On 14.01.2025 22:51, Melanie Plageman wrote:
On Mon, Jan 13, 2025 at 5:37 PM Alena Rybakina
<a.rybak...@postgrespro.ru> wrote:
Thank you for working on this patch, without this explanation it is difficult
to understand what is happening, to put it mildly.
Thanks for the review! I've incorporated most of them into attached v7.
You are welcome! Thank you too)
The first of them is related to the fact that vacuum will not clean tuples
referenced in indexes, since it was previously unable to take a cleanup lock on
the index. You can look at the increment of missed_dead_tuples and
vacrel->missed_dead_pages in the lazy_scan_noprune function. That is, these are
absolutely dead tuples for vacuum that it simply could not clean.
I had mentioned that if a (non-aggressive) vacuum cannot get a cleanup
lock on a page, it will skip pruning and freezing. I have expanded the
note to mention that this means it will not remove those dead tuples
or index entries.
Secondly, I think it is worth mentioning the moment when vacuum urgently starts
cleaning the heap relationship when there is a threat of a wraparound round. At
this point, it skips the index processing phase and heap relationship
truncation.
I've added failsafe to the list of reasons why we might skip phase II and III.
Yes, I agree with you.
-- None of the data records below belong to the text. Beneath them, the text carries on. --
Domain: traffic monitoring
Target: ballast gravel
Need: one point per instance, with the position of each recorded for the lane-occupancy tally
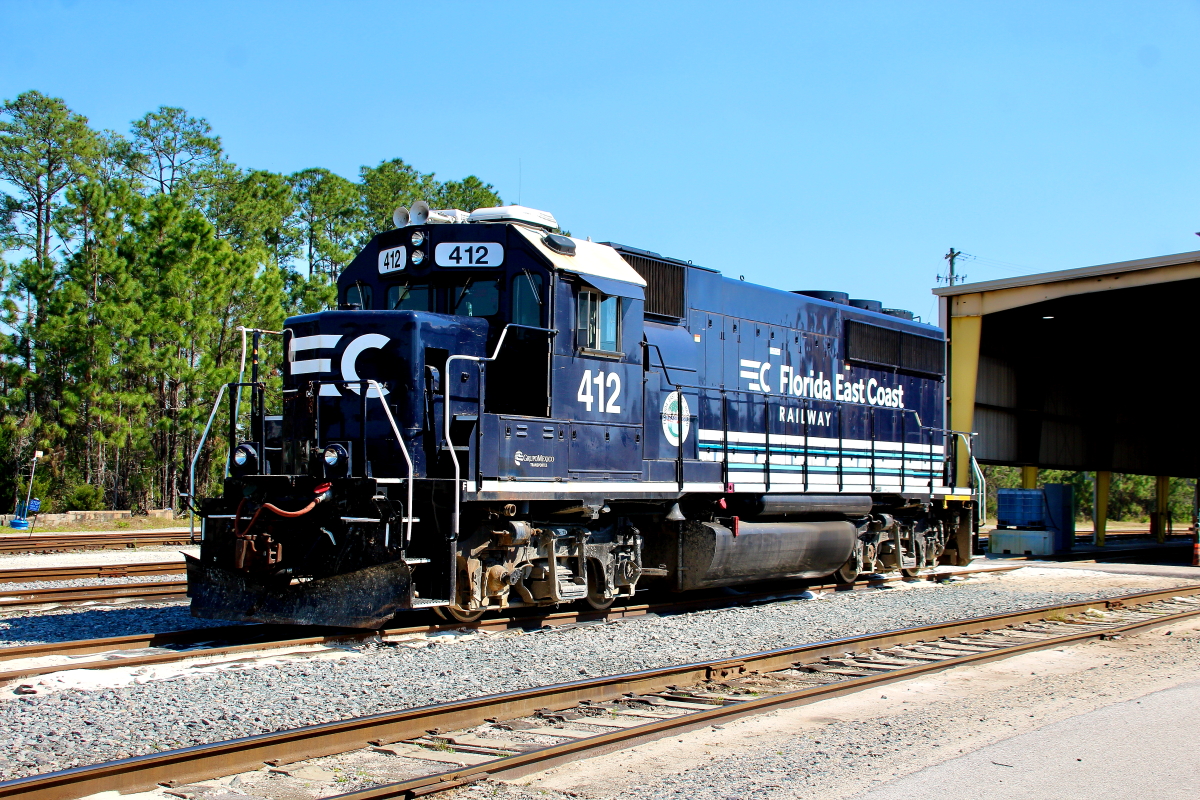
(79, 583)
(97, 621)
(73, 727)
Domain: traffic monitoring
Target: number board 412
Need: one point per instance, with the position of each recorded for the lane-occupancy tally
(468, 253)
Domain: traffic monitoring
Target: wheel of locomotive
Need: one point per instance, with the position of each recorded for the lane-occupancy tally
(595, 597)
(850, 571)
(453, 614)
(915, 546)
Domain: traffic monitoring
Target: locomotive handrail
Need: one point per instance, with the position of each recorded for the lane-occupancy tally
(408, 459)
(196, 457)
(977, 473)
(445, 410)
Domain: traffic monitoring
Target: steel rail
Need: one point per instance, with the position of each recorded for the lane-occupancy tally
(203, 762)
(22, 599)
(269, 636)
(90, 571)
(89, 541)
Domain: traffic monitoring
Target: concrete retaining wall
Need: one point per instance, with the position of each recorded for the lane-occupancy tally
(77, 517)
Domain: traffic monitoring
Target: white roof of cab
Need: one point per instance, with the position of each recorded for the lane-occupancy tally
(589, 258)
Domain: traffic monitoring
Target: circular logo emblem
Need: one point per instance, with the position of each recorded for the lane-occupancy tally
(676, 419)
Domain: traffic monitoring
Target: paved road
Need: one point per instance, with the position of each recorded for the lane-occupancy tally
(1128, 751)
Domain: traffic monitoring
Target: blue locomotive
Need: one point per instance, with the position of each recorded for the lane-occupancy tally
(498, 415)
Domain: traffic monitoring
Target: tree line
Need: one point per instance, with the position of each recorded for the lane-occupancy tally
(130, 263)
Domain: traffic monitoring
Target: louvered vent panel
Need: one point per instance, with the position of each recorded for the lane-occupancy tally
(891, 348)
(664, 286)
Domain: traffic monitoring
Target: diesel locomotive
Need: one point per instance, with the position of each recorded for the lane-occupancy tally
(498, 415)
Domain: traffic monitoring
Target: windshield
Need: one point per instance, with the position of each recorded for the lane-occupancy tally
(475, 296)
(411, 296)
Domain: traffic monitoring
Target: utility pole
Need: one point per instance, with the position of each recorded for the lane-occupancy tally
(952, 278)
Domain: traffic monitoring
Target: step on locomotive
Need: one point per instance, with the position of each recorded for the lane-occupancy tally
(498, 415)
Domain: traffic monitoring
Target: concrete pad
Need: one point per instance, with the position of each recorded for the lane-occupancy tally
(1157, 570)
(1143, 747)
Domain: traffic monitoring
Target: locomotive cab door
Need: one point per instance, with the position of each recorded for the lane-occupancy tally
(598, 374)
(519, 379)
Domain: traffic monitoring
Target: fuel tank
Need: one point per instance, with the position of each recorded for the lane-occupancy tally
(784, 505)
(714, 555)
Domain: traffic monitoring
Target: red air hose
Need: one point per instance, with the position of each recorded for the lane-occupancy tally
(274, 509)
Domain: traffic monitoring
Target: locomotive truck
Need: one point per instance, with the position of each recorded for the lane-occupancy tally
(498, 415)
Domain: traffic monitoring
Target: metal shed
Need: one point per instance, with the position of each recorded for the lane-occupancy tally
(1083, 370)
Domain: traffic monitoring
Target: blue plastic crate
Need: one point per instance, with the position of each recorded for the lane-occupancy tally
(1021, 509)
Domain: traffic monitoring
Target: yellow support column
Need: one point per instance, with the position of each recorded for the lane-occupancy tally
(1029, 477)
(1162, 518)
(964, 372)
(1101, 512)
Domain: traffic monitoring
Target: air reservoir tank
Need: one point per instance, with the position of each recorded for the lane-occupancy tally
(712, 554)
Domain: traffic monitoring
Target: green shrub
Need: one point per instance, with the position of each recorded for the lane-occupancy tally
(84, 497)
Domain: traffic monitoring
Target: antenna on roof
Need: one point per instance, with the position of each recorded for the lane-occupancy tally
(952, 278)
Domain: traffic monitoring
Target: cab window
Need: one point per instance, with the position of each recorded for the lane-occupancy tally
(475, 296)
(527, 294)
(409, 296)
(598, 322)
(359, 294)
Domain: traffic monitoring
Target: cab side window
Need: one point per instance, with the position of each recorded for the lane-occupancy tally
(527, 294)
(598, 322)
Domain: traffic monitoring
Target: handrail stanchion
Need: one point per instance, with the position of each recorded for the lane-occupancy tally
(408, 459)
(445, 413)
(196, 457)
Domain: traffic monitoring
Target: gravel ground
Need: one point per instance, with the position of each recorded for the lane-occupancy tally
(93, 557)
(72, 727)
(97, 621)
(845, 747)
(33, 585)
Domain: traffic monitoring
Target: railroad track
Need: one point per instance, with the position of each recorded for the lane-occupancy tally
(67, 595)
(90, 571)
(155, 649)
(58, 543)
(591, 717)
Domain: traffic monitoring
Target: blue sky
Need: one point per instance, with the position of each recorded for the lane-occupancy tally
(837, 145)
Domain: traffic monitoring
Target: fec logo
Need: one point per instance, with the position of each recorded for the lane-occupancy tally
(676, 417)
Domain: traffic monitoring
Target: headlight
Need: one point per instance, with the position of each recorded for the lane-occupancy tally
(245, 459)
(333, 455)
(337, 461)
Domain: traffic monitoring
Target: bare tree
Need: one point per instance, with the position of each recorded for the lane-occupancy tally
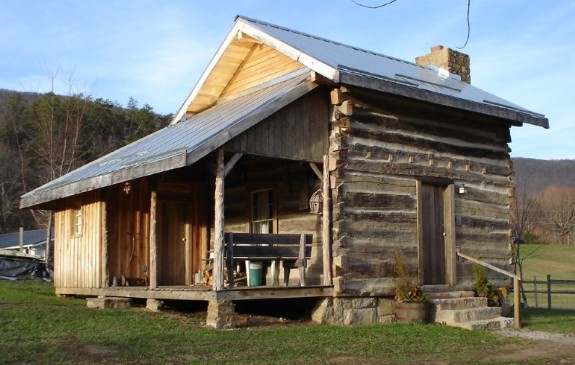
(49, 138)
(558, 208)
(524, 210)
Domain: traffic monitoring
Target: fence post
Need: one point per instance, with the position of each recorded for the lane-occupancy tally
(548, 292)
(535, 291)
(516, 303)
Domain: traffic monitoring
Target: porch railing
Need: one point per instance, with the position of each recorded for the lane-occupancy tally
(516, 287)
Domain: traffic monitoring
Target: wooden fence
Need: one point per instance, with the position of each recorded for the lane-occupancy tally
(550, 294)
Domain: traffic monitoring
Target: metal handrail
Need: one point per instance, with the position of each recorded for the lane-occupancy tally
(516, 280)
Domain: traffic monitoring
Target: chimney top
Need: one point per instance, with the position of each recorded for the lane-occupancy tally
(445, 58)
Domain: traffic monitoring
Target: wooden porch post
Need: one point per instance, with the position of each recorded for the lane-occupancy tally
(218, 270)
(153, 241)
(326, 223)
(104, 273)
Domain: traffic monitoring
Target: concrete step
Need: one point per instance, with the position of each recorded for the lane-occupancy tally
(457, 303)
(489, 324)
(465, 315)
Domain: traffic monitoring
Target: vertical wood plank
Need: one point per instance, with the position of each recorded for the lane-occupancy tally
(153, 241)
(326, 224)
(218, 271)
(105, 273)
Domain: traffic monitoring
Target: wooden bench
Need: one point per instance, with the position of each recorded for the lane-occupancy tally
(292, 249)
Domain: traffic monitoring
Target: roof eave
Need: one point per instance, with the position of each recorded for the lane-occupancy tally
(174, 161)
(399, 89)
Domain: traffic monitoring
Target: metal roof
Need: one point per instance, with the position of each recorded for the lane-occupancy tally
(188, 139)
(177, 145)
(364, 68)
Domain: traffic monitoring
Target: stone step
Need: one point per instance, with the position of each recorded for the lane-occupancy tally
(457, 303)
(489, 324)
(465, 315)
(449, 295)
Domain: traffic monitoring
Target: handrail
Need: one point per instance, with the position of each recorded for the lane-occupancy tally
(516, 279)
(489, 266)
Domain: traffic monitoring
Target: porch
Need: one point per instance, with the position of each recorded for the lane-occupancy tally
(202, 292)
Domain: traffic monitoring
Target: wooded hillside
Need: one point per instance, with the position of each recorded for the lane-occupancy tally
(44, 136)
(540, 174)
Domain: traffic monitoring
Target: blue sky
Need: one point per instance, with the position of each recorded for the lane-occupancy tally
(155, 51)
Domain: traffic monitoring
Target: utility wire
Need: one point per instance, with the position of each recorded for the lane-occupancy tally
(374, 7)
(468, 25)
(392, 1)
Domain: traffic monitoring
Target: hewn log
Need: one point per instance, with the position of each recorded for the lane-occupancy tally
(153, 241)
(326, 224)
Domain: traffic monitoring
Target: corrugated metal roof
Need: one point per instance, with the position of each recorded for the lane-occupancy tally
(353, 61)
(177, 145)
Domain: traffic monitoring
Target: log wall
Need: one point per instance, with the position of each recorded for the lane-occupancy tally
(379, 148)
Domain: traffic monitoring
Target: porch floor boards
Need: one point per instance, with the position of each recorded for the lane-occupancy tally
(199, 292)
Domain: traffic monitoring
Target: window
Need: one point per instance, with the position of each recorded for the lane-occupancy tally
(77, 221)
(262, 211)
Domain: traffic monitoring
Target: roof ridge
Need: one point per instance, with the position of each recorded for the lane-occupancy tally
(261, 22)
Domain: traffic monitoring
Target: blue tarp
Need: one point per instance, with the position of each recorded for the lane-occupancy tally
(23, 270)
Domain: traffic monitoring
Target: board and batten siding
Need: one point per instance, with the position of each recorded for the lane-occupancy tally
(77, 257)
(262, 64)
(298, 131)
(378, 156)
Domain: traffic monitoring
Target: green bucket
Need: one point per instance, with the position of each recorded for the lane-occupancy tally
(256, 269)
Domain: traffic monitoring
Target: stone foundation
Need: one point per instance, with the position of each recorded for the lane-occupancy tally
(109, 302)
(221, 314)
(349, 311)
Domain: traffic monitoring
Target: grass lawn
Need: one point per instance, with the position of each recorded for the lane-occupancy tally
(555, 260)
(39, 328)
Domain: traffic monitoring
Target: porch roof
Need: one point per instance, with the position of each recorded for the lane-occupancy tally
(177, 145)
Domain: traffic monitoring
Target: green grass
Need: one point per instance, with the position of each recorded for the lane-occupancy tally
(558, 321)
(554, 260)
(39, 328)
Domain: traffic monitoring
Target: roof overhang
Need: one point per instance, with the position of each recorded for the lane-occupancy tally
(126, 163)
(516, 116)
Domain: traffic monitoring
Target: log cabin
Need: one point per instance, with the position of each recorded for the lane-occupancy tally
(290, 133)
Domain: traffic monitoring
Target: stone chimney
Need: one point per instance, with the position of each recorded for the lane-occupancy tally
(447, 59)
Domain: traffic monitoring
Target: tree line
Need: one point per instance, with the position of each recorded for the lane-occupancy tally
(45, 136)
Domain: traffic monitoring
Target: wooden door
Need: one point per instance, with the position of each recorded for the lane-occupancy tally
(174, 244)
(433, 233)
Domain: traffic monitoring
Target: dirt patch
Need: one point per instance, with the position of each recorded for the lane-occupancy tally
(541, 347)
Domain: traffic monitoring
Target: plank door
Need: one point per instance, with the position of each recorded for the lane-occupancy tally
(174, 243)
(432, 234)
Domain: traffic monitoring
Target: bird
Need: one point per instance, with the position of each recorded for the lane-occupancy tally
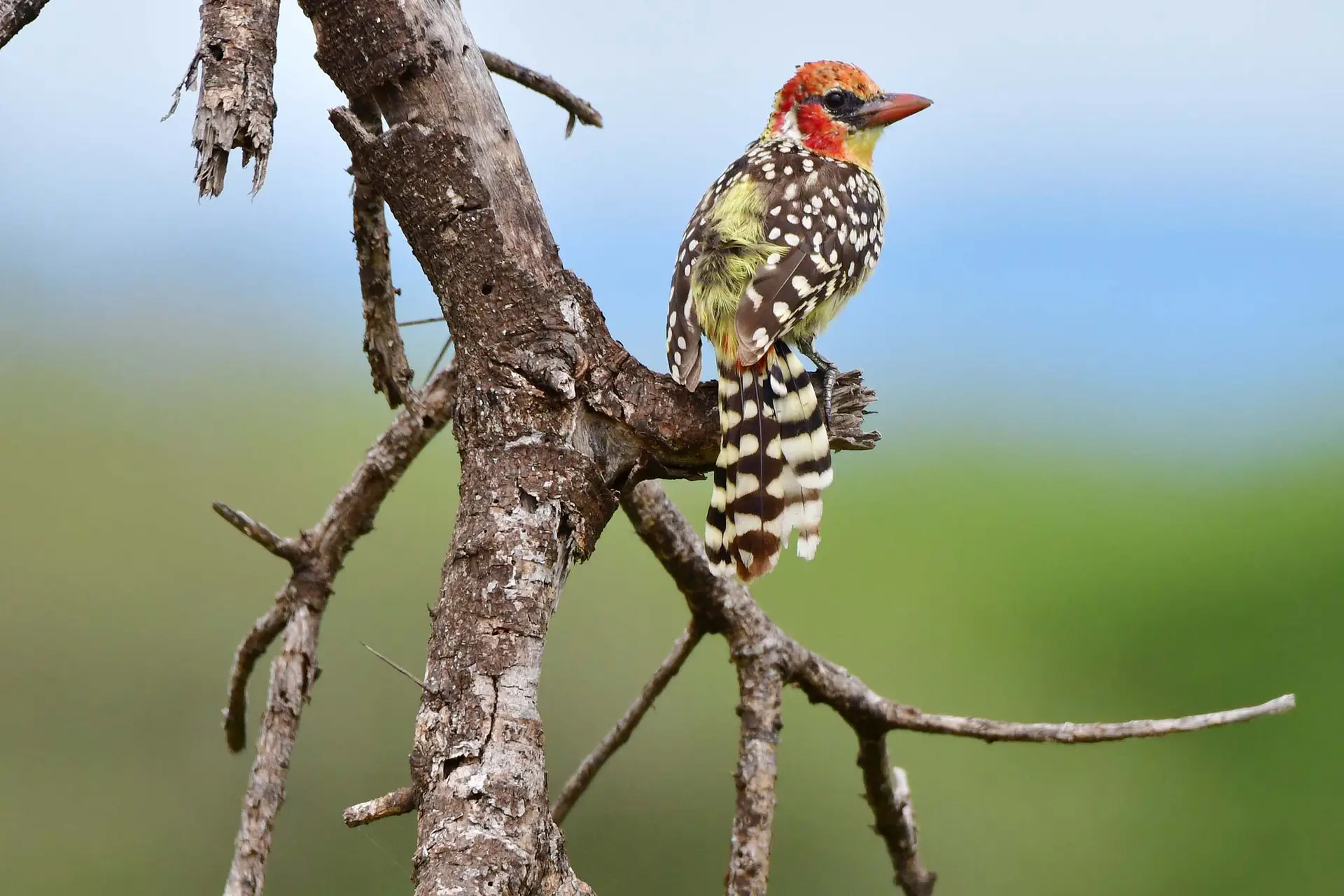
(776, 248)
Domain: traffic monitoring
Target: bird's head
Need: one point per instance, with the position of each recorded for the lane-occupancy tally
(836, 111)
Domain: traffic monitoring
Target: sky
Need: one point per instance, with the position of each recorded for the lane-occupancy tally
(1117, 219)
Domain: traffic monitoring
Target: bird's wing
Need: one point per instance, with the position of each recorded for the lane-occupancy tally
(683, 323)
(827, 232)
(685, 327)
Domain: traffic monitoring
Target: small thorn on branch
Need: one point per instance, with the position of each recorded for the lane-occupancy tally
(398, 802)
(547, 86)
(384, 347)
(888, 793)
(258, 532)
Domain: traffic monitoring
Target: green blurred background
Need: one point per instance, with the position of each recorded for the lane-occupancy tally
(971, 577)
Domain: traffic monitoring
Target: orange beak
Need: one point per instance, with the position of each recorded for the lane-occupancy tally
(889, 108)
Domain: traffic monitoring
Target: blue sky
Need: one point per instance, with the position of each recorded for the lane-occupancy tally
(1126, 219)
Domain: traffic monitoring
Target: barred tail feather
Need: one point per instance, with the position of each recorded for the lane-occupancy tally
(774, 460)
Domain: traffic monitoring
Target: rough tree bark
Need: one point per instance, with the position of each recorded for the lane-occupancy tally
(556, 428)
(15, 15)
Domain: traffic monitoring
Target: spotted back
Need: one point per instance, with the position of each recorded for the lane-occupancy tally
(825, 219)
(685, 330)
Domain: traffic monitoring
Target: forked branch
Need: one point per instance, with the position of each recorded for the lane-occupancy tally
(724, 606)
(316, 558)
(616, 738)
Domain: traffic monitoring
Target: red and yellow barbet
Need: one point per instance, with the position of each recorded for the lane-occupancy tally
(781, 241)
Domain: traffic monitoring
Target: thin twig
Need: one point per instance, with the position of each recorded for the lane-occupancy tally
(827, 682)
(761, 690)
(438, 360)
(398, 802)
(724, 606)
(15, 15)
(403, 671)
(298, 612)
(615, 739)
(547, 86)
(384, 344)
(292, 676)
(888, 793)
(245, 659)
(258, 532)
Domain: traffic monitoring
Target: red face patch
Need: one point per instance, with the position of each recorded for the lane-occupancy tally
(809, 83)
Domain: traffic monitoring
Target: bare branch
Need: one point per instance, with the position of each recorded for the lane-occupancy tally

After reviewing the patch again, I noticed them.
Thirdly, FreeSpaceMap is updated every time after the complete completion of
index and table cleaning (after the lazy_vacuum function) and after table heap
pruning stage (the lazy_scan_prune function). Maybe you should add it.
I've added a sentence about this. It looks a bit awkward by itself,
but it doesn't really go with the other paragraphs. Anyway, I think it
is probably fine.
I think it is fine.
I think it is possible to add additional information about parallel vacuum -
firstly, workers are generated for each index, which perform their cleaning.
Some indexes are defined by vacuum as unsafe for processing by a parallel
worker and can be processed only by a postmaster (or leader). These are indexes
that do not support parallel bulk-deletion, parallel cleanup (see
parallel_vacuum_index_is_parallel_safe function).
I hesitated to add too much about parallel index vacuuming to
vacuumlazy.c. I have added a line which mentions that manual vacuums
may vacuum indexes in parallel and to look at vacuumparallel.c for
more info.
In my opinion, there is enough information about it. Additionally, the
code for parallel vacuums is located there. I believe a brief
description of what a parallel vacuum is and where to find more
information about it is sufficient, so it is fine as it is now.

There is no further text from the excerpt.